A rover delivers solar panels to the Terabase field factory.

A rover brings solar panels to the Terabase field factory site.


On a bright, sunny morning, a team of machines settles in for a day of work. Their location: the construction site for a large-scale solar power plant. Their task: to install rows upon rows of solar panels, which will soon generate clean energy to power American homes, businesses, and communities

While that may sound like an excerpt of science fiction, Terabase Energy received a $1 million award in 2019 from the U.S. Department of Energy to develop a new field factory facility that brings automation to solar power plant installation. It uses robotic arms to lift heavy solar panels and connect them to solar trackers, saving time, energy, and ultimately, money.

The United States needs to increase its installed solar capacity to 1 terawatt by 2035 to achieve a 100% renewable power grid—that’s 10 times the level today. Hitting that target will require lowering the costs of solar projects and scaling up installations to happen faster. Thanks in part to DOE investments, the cost of photovoltaic (PV) technologies continue to come down. But with large-scale solar projects, labor and installation costs have been going, and are expected to go, the other direction.

Terabase’s solution, called Terafab, is transforming the traditionally manual processes of designing arrays, delivering modules, and installing them at the site. Terafab enables the completion of the module and trackers installation phase in half the time as traditional methods, thereby doubling productivity.

Terabase demonstrates its technology to help automate large-scale solar plants installation.
Members of the DOE Solar Energy Technologies Office visit the Terabase demonstration site.
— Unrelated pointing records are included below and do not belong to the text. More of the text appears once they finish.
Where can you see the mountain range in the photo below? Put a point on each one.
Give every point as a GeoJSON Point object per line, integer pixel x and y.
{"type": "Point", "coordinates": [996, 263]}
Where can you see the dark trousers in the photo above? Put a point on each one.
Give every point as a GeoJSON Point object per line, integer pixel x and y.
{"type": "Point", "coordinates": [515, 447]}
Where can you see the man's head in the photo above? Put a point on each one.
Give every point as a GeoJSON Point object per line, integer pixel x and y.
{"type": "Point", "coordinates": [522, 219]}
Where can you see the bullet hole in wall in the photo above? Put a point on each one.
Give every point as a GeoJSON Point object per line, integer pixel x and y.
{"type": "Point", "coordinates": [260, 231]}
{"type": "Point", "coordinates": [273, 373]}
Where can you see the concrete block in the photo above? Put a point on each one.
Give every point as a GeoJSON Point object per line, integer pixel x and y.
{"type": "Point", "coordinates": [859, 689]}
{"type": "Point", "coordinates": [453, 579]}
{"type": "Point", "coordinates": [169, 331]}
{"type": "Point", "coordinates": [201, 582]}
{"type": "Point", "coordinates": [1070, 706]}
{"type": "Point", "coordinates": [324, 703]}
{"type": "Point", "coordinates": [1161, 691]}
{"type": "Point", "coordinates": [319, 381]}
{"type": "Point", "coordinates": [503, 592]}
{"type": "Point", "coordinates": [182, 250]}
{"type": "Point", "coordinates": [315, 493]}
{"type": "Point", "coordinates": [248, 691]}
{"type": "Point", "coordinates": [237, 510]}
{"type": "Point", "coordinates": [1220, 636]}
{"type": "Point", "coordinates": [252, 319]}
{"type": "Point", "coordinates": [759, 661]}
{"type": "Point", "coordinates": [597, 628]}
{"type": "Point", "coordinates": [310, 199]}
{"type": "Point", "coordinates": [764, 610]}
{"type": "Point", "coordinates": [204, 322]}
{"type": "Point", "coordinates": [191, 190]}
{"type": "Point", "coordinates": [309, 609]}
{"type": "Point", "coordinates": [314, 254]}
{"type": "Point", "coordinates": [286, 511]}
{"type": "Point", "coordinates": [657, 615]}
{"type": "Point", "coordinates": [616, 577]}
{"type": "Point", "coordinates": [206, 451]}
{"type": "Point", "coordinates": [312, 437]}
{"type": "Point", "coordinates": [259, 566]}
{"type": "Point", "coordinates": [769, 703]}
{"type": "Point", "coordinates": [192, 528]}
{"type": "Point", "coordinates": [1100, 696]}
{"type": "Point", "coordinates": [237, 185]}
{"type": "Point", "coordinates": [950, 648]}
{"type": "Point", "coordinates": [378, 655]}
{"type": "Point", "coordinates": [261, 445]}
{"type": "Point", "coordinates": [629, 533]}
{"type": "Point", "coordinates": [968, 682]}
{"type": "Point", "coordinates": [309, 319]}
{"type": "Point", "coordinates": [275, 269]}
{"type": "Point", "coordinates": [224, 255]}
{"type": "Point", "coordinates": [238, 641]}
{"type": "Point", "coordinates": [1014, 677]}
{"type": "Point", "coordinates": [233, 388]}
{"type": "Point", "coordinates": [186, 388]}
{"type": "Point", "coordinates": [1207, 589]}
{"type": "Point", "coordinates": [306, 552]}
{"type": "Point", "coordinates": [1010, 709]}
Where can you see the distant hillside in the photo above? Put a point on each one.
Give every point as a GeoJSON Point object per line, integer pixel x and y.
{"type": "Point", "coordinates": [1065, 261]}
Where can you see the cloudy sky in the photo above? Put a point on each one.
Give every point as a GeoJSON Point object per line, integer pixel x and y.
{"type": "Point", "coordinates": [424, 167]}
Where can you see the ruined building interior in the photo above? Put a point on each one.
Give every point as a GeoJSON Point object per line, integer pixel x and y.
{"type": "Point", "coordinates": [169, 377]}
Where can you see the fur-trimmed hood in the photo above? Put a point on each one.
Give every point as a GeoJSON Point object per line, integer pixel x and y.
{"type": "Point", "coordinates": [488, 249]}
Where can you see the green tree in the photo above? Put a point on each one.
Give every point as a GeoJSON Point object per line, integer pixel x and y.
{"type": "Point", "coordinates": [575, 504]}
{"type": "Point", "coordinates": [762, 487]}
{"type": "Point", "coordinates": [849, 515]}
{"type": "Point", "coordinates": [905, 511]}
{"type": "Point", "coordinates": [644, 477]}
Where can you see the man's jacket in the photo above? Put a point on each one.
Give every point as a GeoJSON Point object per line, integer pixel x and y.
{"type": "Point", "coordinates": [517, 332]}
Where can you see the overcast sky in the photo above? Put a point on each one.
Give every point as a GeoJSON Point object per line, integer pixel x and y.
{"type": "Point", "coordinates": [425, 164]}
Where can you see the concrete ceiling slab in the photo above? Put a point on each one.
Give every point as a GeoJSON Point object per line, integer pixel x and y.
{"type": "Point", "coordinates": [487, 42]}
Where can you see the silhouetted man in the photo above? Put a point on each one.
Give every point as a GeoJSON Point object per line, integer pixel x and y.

By automating the construction of large-scale plants, Terabase’s goal is to enable faster, safer deployment. Terabase’s technology can improve safety and efficiency of solar installation by allowing the machines to do the heavy lifting, while workers oversee the assembly line of construction.

The project culminated with an open-field demonstration of solar plant construction in rural Texas in 2022, using the Terafab system to build 10 megawatts (MW) of a 400 MW site. The demonstration led to $44 million in follow-on funding and an official launch announcement of its automated, digital field factory in the spring of 2023.

On top of that, Terabase received an additional $1.5 million in DOE funding in 2020 to develop software that can mimic the operations of a factory, providing an overview of equipment deliveries, assembly, and other activities. When complete, this research and demonstration project will automate the distribution of solar power plant equipment to the installation location, bringing panels and trackers to the sites on smart transportation vehicles.

Terabase, now with more than 100 employees, is scaling up field deployments of the Terafab platform leveraging the progress catalyzed by these two DOE funding opportunities.